Abraham Lincoln once said: “Discourage litigation. Persuade your neighbors to compromise whenever you can. As a peacemaker, the lawyer has superior opportunity of being a good man. There will still be business enough.”
Certainly since good old Abe’s time, interpretations of lawyers have varied; however, possessing the ability to compromise and be a peacemaker are characteristics co-op and condo boards seek. Whether a building is a large condominium or small walk-up co-op, having competent, accessible legal counsel is vital, with the professional in question serving as both a legal guard dog of sorts as well as a trusted ombudsman.
Finding an Attorney
“Like any other type of legal work, your best marketing is good work that leads to referrals,” says attorney Ronald Steinvurzel of the White Plains-based Steinvurzel Law Group PC. “The majority of referrals come from property mangers.
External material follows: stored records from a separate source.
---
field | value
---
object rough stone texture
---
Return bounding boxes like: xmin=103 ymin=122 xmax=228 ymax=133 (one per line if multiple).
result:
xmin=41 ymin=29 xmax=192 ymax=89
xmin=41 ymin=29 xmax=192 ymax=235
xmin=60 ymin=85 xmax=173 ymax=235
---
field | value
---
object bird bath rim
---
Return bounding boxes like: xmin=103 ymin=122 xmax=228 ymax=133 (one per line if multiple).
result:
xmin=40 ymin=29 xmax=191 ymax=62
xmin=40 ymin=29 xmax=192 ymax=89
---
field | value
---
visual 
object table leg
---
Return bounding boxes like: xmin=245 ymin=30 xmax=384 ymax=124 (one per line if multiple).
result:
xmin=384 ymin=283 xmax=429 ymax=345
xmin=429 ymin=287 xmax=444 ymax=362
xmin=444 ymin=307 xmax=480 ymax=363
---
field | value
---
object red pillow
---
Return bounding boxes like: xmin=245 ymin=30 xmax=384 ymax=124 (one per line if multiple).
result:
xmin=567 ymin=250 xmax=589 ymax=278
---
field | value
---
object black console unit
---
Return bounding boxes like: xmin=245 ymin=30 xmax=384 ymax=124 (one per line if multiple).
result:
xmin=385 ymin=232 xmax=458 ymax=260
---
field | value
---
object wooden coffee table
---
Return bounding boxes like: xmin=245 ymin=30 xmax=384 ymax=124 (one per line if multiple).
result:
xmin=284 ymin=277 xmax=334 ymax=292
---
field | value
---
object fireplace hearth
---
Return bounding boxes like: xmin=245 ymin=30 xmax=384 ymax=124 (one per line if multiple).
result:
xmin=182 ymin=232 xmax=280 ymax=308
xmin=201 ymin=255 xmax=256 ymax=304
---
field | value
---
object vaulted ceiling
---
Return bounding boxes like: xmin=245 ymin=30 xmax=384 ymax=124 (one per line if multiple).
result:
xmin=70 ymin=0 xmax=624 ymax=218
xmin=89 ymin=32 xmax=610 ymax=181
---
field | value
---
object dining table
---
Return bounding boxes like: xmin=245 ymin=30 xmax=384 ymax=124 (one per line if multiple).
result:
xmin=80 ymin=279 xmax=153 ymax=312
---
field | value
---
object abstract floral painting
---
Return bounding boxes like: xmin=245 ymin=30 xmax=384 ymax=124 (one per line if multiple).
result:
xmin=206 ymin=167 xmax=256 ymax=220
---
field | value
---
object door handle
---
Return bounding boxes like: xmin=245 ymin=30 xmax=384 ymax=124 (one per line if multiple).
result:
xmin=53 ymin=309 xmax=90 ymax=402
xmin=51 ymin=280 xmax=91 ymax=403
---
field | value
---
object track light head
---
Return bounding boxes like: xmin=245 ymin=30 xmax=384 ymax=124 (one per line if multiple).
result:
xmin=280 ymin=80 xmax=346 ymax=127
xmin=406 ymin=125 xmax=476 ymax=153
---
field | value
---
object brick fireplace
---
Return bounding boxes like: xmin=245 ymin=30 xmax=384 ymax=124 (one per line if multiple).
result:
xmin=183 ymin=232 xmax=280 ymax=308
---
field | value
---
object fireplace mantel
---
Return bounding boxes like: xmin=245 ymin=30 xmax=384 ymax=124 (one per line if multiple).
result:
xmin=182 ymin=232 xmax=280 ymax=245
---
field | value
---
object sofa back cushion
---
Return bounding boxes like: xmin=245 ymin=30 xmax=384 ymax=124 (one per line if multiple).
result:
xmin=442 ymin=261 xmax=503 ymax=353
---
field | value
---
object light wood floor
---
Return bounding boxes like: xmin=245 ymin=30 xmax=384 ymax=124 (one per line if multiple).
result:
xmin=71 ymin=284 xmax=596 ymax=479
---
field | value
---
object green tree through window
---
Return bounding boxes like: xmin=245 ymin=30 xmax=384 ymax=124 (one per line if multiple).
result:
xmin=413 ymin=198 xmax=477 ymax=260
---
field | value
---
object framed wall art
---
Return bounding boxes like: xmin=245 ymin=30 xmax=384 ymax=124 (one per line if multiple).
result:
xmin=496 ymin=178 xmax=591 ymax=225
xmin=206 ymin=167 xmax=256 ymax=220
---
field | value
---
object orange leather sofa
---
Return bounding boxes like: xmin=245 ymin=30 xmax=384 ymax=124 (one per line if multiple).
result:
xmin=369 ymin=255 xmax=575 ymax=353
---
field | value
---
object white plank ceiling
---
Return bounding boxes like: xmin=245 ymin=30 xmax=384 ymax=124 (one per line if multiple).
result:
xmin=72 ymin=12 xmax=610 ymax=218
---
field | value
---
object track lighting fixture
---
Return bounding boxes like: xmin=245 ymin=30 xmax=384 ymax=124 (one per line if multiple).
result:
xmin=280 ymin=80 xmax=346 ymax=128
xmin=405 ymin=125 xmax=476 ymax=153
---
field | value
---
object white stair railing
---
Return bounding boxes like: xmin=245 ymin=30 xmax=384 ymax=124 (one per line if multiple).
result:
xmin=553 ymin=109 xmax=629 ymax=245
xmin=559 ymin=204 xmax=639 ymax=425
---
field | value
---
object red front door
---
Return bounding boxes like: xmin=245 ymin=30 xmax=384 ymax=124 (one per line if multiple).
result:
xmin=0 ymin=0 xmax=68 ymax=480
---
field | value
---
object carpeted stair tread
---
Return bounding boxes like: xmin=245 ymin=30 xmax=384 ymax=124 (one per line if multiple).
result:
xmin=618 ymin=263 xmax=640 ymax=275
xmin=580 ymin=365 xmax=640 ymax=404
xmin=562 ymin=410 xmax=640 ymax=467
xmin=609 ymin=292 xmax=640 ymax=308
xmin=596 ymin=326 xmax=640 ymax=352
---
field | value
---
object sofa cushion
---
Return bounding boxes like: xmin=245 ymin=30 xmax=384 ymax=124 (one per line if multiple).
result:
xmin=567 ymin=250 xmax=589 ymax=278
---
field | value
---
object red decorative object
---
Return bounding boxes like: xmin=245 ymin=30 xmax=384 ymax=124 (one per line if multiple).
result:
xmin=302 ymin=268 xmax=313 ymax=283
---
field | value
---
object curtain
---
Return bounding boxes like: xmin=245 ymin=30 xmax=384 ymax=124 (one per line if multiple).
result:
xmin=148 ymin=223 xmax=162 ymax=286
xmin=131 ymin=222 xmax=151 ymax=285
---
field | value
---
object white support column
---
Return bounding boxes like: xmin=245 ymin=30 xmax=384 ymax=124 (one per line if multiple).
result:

I develop relationships with property mangers, so when a legal issue comes up for one of the buildings they represent, the board president will say ‘We need an attorney,’ " and the property manager will invariably call him.
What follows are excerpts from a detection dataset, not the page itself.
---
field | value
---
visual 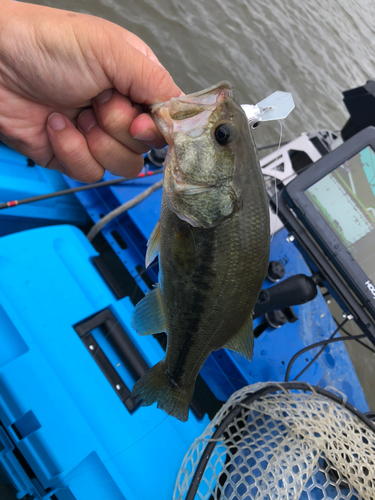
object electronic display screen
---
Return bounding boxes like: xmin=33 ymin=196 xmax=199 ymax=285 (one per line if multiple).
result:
xmin=305 ymin=146 xmax=375 ymax=283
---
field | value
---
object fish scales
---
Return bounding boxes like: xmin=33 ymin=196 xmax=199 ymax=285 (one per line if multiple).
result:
xmin=133 ymin=82 xmax=269 ymax=421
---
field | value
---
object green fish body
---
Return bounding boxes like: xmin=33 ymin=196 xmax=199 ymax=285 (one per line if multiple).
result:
xmin=132 ymin=82 xmax=270 ymax=421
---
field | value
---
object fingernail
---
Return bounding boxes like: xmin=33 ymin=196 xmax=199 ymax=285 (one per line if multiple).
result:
xmin=134 ymin=129 xmax=156 ymax=143
xmin=77 ymin=109 xmax=98 ymax=133
xmin=48 ymin=113 xmax=66 ymax=130
xmin=94 ymin=89 xmax=113 ymax=106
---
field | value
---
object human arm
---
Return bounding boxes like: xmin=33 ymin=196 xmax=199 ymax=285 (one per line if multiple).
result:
xmin=0 ymin=0 xmax=181 ymax=182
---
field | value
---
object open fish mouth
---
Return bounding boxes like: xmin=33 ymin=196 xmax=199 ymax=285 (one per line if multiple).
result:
xmin=150 ymin=81 xmax=232 ymax=146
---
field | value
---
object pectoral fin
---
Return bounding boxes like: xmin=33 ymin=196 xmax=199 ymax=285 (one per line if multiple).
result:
xmin=146 ymin=220 xmax=160 ymax=269
xmin=132 ymin=284 xmax=167 ymax=335
xmin=223 ymin=318 xmax=254 ymax=361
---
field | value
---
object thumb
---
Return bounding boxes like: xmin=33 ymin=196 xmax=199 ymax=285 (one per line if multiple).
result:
xmin=101 ymin=26 xmax=182 ymax=105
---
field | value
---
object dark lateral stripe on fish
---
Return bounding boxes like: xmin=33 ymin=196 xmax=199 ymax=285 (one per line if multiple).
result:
xmin=168 ymin=235 xmax=216 ymax=385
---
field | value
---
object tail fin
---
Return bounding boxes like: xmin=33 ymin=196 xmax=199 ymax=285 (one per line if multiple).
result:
xmin=132 ymin=361 xmax=195 ymax=422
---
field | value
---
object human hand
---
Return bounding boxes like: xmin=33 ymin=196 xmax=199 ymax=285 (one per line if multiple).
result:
xmin=0 ymin=0 xmax=181 ymax=182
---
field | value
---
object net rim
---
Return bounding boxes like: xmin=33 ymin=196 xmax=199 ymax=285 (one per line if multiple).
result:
xmin=185 ymin=382 xmax=375 ymax=500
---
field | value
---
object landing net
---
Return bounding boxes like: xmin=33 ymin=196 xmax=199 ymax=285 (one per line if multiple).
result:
xmin=173 ymin=382 xmax=375 ymax=500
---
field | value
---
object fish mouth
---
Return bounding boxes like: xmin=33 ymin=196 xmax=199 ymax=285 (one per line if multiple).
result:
xmin=150 ymin=81 xmax=232 ymax=146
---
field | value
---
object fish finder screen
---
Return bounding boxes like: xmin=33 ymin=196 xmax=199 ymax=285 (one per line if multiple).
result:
xmin=306 ymin=146 xmax=375 ymax=282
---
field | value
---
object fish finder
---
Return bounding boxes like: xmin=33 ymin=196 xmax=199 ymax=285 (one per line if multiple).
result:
xmin=278 ymin=127 xmax=375 ymax=343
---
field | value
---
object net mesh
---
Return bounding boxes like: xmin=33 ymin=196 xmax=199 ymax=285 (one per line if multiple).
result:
xmin=173 ymin=383 xmax=375 ymax=500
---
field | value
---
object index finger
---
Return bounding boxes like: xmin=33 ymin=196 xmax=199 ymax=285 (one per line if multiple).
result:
xmin=97 ymin=25 xmax=182 ymax=105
Like Steinvurzel, whose firm handles upwards of 30 co-op and condominium clients in the metropolitan area, Jeffrey S. Reich of the New York City-based Wolf Haldenstein Adler Freeman & Herz LLP says that a firm’s reputation is a key building block to attracting new clients.
“The great majority of buildings have a relationship with an attorney. Relationships are passed on and bridged one board to the next. If a board is not happy with their current attorney, they will [usually] elect one or two people to do an exploration into finding counsel,” Reich continues. “They will ask their accountant, their managing agent, conduct online research, or attend seminars.”